With my knowledge as a Texas 4-H Water Ambassador and what I learned last summer, putting waste in the ground can be very harmful and potentially seep directly into our groundwater.

After reading the articles in The Colorado County Citizen, I have realized the Skull Creek incident isn’t just a polluted stream flowing into a river. At the Inland Facility, they have been filing old gravel pit holes with soil which is soaked with oil and chemicals.

It is just sad to know it has gone on this long with no solution. The list of chemicals that have been discovered in the testing of the water can greatly harm groundwater in the area.
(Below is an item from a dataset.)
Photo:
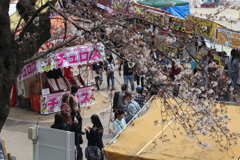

Rice High School, businesses and homes are nearby and this pollution in the water could affect their water wells.

Being a Water Ambassador in a large water use community, I know how this can affect our area. As of now, reports say that the contamination should not affect crops. But the real question is what will it do in the long term to rice or any other crop. Whether watered by river water or well water, how can a crop be organic with contaminated water?

A lot of people fish the river, my friends and I enjoy being on the river every chance we get.

Are the fish really safe to eat while this contamination has been in the river? Some say yes, but do we really know?

We do know this pollution has already had an effect on the whole environment of Skull Creek, from tiny organisms to the fish.

What will happen to the scavengers that have eaten the dead fish?

It’s upsetting to think of how this long-term spill will affect Skull Creek, our ground water and the Colorado River downstream.

Rowdy Kunz is the 4-H Water Ambassador for Colorado County, and is a freshman at Rice Consolidated High School. He is the son of Mike and Katie Kunz.